Und so wie in dem kitschigen Bildband stellt sich die CSU, so stellt sich Horst Seehofer die Flüchtlingspolitik in Bayern vor. Wenn Bayern sich auf 300 Seiten präsentiert, dann darf da auf einer Seite auch ein Django mitspielen.

Der CSU-Chef hat beim Bezirksparteitag in Essenbach ganz unverhohlen klargemacht, welche Position die Partei in der Flüchtlingsdebatte einnimmt. Und zwar die jener, die auch in Freital gegen die Ankommenden brüllen, die in Dresden marschieren gehen und die bei einem Flüchtling erst einmal davon ausgehen, dass er nichts Gutes im Schilde führen kann. Denn wenn Horst Seehofer von Flüchtlingen spricht, dann spricht er vor allem von "massenhaftem Missbrauch" und "Asylbetrug". Er benutzt die Begriffe so häufig, dass man glauben könnte, es gebe gar kein anderes Motiv, seine Heimat zu verlassen und zu fliehen.

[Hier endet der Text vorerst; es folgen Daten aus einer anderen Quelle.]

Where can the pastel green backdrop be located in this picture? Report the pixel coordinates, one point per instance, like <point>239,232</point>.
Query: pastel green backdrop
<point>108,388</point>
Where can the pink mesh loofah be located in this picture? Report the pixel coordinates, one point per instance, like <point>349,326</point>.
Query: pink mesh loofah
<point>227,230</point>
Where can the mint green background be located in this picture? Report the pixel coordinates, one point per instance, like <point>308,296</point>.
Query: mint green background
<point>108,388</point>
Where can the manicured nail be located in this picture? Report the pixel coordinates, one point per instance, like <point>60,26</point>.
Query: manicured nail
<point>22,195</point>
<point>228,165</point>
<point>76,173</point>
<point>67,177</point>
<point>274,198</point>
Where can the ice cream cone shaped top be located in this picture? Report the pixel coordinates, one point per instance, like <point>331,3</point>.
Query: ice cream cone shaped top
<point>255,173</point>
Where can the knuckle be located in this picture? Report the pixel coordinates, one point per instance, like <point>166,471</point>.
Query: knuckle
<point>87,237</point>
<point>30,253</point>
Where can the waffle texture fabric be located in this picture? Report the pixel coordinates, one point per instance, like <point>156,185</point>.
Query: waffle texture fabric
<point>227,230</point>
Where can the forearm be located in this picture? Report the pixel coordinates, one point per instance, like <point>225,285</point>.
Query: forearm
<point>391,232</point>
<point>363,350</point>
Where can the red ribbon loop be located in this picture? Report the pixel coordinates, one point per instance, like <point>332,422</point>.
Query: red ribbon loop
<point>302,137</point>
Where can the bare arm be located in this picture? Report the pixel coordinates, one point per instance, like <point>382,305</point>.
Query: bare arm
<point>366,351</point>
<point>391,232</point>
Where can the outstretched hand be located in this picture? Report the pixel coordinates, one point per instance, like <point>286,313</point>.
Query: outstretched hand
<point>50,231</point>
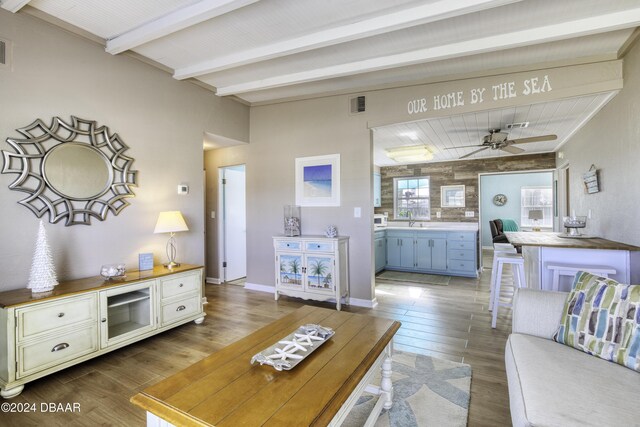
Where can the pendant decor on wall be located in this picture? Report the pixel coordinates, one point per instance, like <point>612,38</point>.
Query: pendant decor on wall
<point>73,171</point>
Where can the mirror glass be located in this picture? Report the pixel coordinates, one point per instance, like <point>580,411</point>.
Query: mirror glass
<point>77,171</point>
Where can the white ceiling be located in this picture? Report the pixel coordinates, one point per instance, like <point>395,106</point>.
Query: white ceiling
<point>443,135</point>
<point>265,51</point>
<point>269,50</point>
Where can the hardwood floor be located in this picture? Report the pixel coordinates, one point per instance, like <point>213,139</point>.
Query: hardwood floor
<point>450,322</point>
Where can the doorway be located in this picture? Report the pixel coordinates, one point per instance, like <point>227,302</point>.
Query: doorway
<point>233,224</point>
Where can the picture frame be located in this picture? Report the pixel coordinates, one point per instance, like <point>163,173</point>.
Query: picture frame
<point>452,196</point>
<point>317,180</point>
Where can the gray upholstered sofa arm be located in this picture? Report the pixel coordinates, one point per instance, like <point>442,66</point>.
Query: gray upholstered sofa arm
<point>537,312</point>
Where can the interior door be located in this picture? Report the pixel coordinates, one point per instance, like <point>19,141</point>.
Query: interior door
<point>235,223</point>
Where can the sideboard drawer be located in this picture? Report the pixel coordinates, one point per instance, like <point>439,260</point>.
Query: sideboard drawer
<point>50,352</point>
<point>175,311</point>
<point>172,287</point>
<point>49,317</point>
<point>319,246</point>
<point>288,245</point>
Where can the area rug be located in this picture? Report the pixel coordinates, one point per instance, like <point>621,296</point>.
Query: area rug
<point>427,392</point>
<point>426,279</point>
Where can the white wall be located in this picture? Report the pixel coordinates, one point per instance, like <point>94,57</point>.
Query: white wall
<point>611,142</point>
<point>56,73</point>
<point>509,185</point>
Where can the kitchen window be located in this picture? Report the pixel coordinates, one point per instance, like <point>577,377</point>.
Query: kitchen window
<point>536,198</point>
<point>411,198</point>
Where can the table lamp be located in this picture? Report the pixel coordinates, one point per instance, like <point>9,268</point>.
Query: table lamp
<point>535,215</point>
<point>171,222</point>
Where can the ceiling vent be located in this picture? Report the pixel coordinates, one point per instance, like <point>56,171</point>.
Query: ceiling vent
<point>357,105</point>
<point>520,125</point>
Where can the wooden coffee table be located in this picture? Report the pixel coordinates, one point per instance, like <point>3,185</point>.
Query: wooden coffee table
<point>224,389</point>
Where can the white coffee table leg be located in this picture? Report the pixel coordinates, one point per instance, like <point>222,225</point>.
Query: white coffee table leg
<point>386,387</point>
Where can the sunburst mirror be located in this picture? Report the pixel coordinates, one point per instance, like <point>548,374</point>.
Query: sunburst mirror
<point>73,171</point>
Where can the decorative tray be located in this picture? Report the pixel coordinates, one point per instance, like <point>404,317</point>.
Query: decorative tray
<point>294,348</point>
<point>579,236</point>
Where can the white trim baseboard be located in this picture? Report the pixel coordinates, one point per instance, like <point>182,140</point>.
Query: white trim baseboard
<point>363,302</point>
<point>260,288</point>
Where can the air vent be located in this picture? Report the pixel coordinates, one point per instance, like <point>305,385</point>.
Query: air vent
<point>358,105</point>
<point>520,125</point>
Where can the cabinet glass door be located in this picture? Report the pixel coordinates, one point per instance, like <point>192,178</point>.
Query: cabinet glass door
<point>320,273</point>
<point>290,271</point>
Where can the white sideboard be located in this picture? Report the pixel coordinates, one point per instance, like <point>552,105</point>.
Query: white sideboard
<point>85,318</point>
<point>312,267</point>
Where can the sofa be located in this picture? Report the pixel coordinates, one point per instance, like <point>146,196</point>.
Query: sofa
<point>551,384</point>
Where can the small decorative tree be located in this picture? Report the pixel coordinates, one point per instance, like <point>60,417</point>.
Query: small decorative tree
<point>43,275</point>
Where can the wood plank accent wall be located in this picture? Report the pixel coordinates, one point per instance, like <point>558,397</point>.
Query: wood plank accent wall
<point>455,173</point>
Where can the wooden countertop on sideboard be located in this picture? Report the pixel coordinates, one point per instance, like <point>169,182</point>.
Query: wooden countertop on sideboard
<point>70,287</point>
<point>553,240</point>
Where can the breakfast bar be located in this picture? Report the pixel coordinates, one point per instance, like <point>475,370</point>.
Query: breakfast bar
<point>547,253</point>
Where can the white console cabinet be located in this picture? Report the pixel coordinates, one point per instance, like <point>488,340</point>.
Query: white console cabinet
<point>312,267</point>
<point>85,318</point>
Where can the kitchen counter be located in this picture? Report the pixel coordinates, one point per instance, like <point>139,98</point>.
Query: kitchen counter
<point>554,240</point>
<point>438,226</point>
<point>543,252</point>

Kein Land in dem Milch und Honig fließen

Seehofer hat mit seinen Andeutungen, bald "rigoroser" gegen Flüchtlinge vorzugehen, offenbar kein Problem damit, in Bayern wieder Verhältnisse wie in den Neunzigerjahren zu schaffen, als die Partei schon einmal offen gegen die Zuwanderung hetzte, während in Rostock und Hoyerswerda Asylbewerberheime brannten.

Flüchtlinge sollen erst gar keine Lust mehr bekommen, nach Bayern zu kommen. Die ganze Welt darf wissen: In Bayern bleibt man lieber unter sich. Und wer kommt, darf drangsaliert werden - zum Beispiel mit einer Zeltunterkunft. Nicht etwa aus Platzmangel, nein, sondern um den Menschen klarzumachen, dass sie hier nicht willkommen sind.

Die Agitation ist nicht ungewöhnlich für eine Partei, die am rechten Rand keine klare Grenze zieht. Doch sie ist gefährlich: Inzwischen droht die Stimmung wieder einmal zu kippen. Asylbewerberheime brennen, in Sachsen brüllen die Opfer der Geschichte Hassparolen und in Bayern schottet sich die CSU ab. "Weder sozial noch christlich" nannte das Grünen-Landeschefin Sigi Hagl und hat damit völlig recht. Seehofers Politik ist menschenfeindlich, rückwärts gerichtet und unterstützt die Ansichten all jener, die wie von Sinnen gegen Ausländer brüllen, Asylbewerberheime anstecken und denen außer Hass in der Flüchtlingsdebatte nichts einfällt.